Australian activist (1943–2018)

Ernestine Bonita Mabo (née Nehow; c. 1943 – 26 November 2018), was an Australian educator and activist for Indigenous Australians and Australian South Sea Islanders (ASSIs). She was the wife of Eddie Mabo until his death in 1992.

==Early life==
Ernestine Bonita Nehow was born in Halifax, Queensland, one of 10 children. She was a South Sea Islander of Ni-Vanuatu descent whose ancestors were "blackbirded" to work in the sugar cane industry in Queensland. Her grandfather was blackbirded from Tanna Island in what is now Vanuatu.

==Career==
In 1973, Eddie and Bonita Mabo established the Black Community School in Townsville, where children could learn their own culture rather than white culture. Bonita worked in the school as a teacher's aide and oversaw day-to-day operations.

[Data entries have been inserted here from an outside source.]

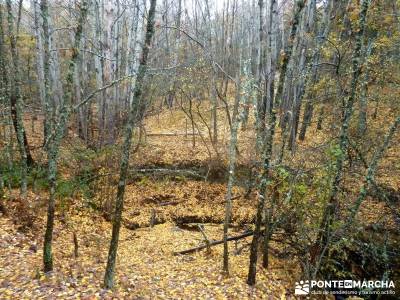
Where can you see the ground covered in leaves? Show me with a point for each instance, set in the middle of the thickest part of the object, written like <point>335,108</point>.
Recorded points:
<point>146,269</point>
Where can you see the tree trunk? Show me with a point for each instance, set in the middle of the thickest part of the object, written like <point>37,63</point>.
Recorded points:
<point>267,153</point>
<point>135,114</point>
<point>58,130</point>
<point>330,209</point>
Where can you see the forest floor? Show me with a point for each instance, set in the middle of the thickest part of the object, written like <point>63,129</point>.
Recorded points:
<point>146,265</point>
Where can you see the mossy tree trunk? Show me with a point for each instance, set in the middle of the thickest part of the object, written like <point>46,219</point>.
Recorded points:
<point>267,147</point>
<point>332,206</point>
<point>57,130</point>
<point>136,112</point>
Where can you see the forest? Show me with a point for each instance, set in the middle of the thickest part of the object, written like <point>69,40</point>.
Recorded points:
<point>199,149</point>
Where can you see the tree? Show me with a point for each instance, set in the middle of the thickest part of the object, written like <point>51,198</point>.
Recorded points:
<point>136,111</point>
<point>267,147</point>
<point>57,129</point>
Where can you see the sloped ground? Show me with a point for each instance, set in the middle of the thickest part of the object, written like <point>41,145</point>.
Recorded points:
<point>146,267</point>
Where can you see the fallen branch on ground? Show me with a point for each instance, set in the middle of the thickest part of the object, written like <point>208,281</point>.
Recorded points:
<point>233,238</point>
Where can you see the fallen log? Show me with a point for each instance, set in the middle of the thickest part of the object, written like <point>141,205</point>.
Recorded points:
<point>172,134</point>
<point>163,171</point>
<point>233,238</point>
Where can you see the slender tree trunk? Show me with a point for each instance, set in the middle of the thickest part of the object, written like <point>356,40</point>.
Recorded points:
<point>16,100</point>
<point>267,152</point>
<point>232,163</point>
<point>330,209</point>
<point>135,114</point>
<point>59,128</point>
<point>312,69</point>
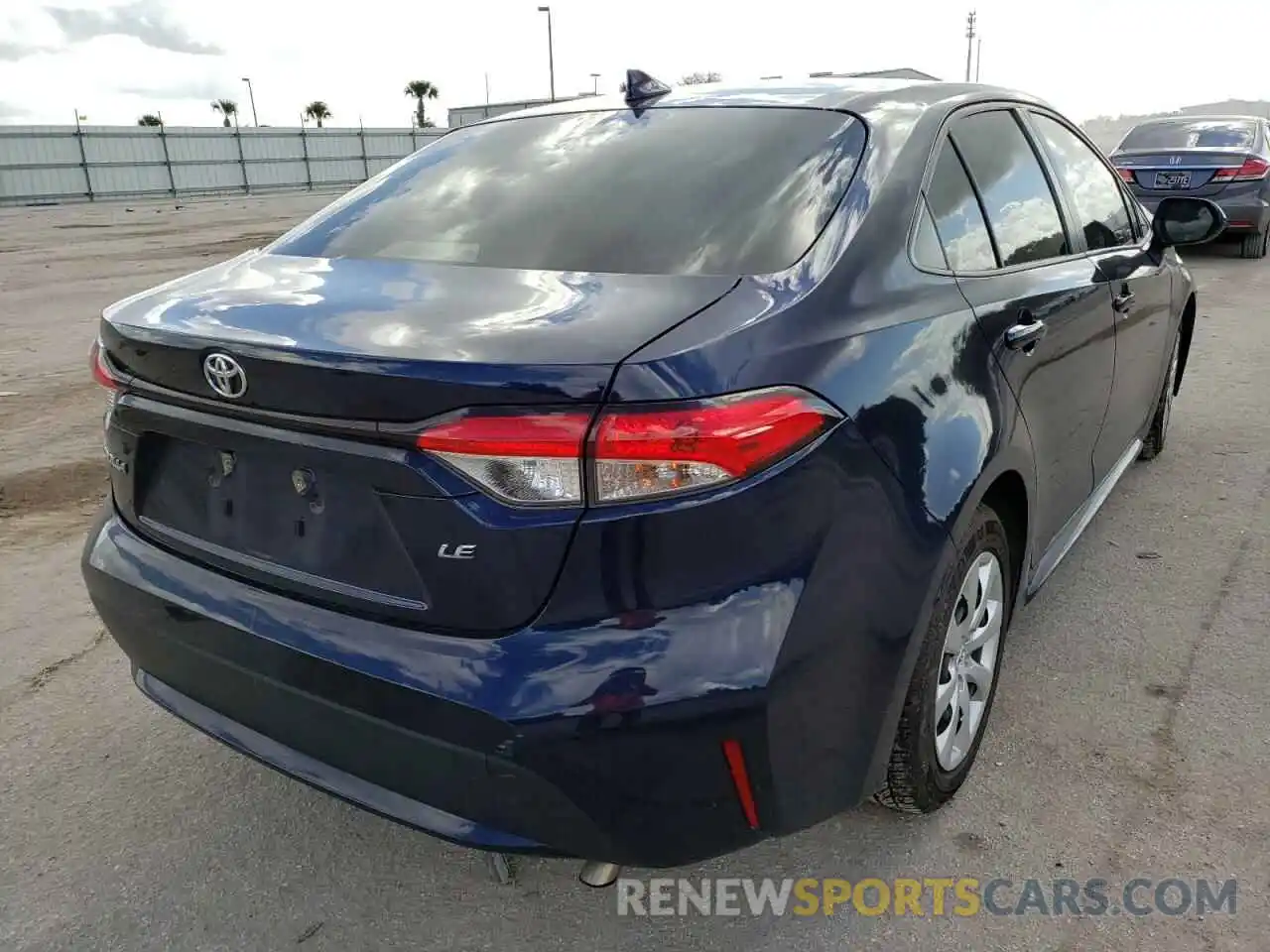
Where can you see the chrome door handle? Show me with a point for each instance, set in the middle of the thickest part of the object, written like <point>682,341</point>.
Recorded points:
<point>1024,336</point>
<point>1123,303</point>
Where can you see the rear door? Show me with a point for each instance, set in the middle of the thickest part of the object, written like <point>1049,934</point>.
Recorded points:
<point>1042,303</point>
<point>1139,285</point>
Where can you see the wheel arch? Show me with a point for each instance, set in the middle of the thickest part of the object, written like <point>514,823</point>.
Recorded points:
<point>1187,330</point>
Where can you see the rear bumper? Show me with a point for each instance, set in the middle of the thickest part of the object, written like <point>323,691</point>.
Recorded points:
<point>508,744</point>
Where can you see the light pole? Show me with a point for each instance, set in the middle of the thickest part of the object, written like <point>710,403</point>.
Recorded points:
<point>550,50</point>
<point>252,96</point>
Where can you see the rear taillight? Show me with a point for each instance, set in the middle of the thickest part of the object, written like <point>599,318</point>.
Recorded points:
<point>633,453</point>
<point>1251,171</point>
<point>102,372</point>
<point>522,457</point>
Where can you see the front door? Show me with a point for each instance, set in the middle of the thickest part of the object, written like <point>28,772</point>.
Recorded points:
<point>1135,278</point>
<point>1043,306</point>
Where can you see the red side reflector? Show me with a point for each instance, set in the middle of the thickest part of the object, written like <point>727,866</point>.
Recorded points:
<point>740,780</point>
<point>100,371</point>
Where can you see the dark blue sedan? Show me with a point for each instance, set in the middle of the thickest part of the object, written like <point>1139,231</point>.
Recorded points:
<point>636,479</point>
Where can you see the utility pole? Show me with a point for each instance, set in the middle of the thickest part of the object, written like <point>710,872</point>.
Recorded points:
<point>250,94</point>
<point>550,50</point>
<point>969,42</point>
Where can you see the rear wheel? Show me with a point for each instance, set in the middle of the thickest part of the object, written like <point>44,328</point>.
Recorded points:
<point>1255,245</point>
<point>955,679</point>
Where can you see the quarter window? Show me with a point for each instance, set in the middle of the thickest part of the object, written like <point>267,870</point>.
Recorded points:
<point>957,217</point>
<point>1100,208</point>
<point>926,246</point>
<point>1016,194</point>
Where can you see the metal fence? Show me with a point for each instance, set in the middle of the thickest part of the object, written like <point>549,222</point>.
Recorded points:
<point>53,164</point>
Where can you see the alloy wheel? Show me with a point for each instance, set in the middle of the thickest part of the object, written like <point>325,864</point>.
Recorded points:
<point>969,661</point>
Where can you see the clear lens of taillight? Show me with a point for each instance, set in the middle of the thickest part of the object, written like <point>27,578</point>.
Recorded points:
<point>635,452</point>
<point>640,453</point>
<point>521,457</point>
<point>1251,171</point>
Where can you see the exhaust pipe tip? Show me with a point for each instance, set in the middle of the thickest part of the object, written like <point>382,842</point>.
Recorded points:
<point>598,875</point>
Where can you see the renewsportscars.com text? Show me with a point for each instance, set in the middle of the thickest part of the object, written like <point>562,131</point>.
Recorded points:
<point>925,896</point>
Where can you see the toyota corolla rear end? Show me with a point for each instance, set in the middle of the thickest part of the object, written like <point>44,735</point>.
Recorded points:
<point>380,518</point>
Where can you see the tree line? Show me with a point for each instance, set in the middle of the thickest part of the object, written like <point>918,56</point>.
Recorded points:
<point>318,111</point>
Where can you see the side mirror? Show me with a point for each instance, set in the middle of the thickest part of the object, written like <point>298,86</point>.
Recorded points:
<point>1187,221</point>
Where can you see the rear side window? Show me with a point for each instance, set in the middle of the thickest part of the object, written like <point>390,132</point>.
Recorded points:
<point>1016,194</point>
<point>666,190</point>
<point>926,245</point>
<point>957,217</point>
<point>1100,207</point>
<point>1192,134</point>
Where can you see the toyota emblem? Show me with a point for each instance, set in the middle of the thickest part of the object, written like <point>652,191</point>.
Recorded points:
<point>225,376</point>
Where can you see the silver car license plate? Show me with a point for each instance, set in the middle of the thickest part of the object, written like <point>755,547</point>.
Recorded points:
<point>1173,179</point>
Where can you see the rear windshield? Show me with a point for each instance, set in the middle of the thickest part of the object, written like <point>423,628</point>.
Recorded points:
<point>671,190</point>
<point>1193,134</point>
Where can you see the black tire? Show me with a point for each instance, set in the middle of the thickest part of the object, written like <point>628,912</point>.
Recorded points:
<point>1255,245</point>
<point>916,782</point>
<point>1153,443</point>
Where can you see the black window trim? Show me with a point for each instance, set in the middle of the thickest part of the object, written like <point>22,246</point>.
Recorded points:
<point>944,137</point>
<point>1125,198</point>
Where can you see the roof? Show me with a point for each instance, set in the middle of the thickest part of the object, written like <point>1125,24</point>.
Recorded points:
<point>902,72</point>
<point>1201,117</point>
<point>857,94</point>
<point>525,103</point>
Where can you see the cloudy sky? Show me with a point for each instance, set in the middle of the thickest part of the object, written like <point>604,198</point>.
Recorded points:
<point>114,60</point>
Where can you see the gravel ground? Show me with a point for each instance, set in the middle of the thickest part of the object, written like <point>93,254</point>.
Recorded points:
<point>1129,737</point>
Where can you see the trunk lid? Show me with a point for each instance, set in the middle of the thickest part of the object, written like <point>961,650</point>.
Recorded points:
<point>309,483</point>
<point>1184,172</point>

Mabo was an Indigenous rights activist for Indigenous Australians and a civil rights activist for South Sea Islanders.

==Honours==
Mabo was appointed an Officer of the Order of Australia on Australia Day (26 January) 2013, "For distinguished service to the Indigenous community and to human rights as an advocate for the Aboriginal, Torres Strait Islander and South Sea Islander peoples".

On 31 May 2018, a star was named in her honour at the Sydney Observatory, during the visit of the N.S.W. Judicial Commission's Ngara Yura Program to the Observatory. Her daughter, artist Gail Mabo, was present, since Bonita was ill. Another star, Koiki, had been named in memory of Eddie Koiki Mabo in 2015 on the 23rd anniversary of the Mabo decision.

On 17 November 2018, James Cook University conferred upon Bonita Mabo an Honorary Doctorate of Letters in recognition of her outstanding contribution to social justice and human rights at a private ceremony held in Brisbane.

==Death==
Bonita Mabo died in Brisbane on 26 November 2018, aged 75.

A statement by the Australian South Sea Islander Alliance of which Bonita Mabo was honorary patron described her as someone who would be greatly missed, saying:"Aunty Bonita's contribution to social justice and human rights for First Nations People and the Australian South Sea Islander recognition was monumental and relentless."

==Media portrayals==
In the 2012 television film Mabo, Deborah Mailman played the role of Bonita Mabo, opposite Jimi Bani who played her husband Eddie Mabo.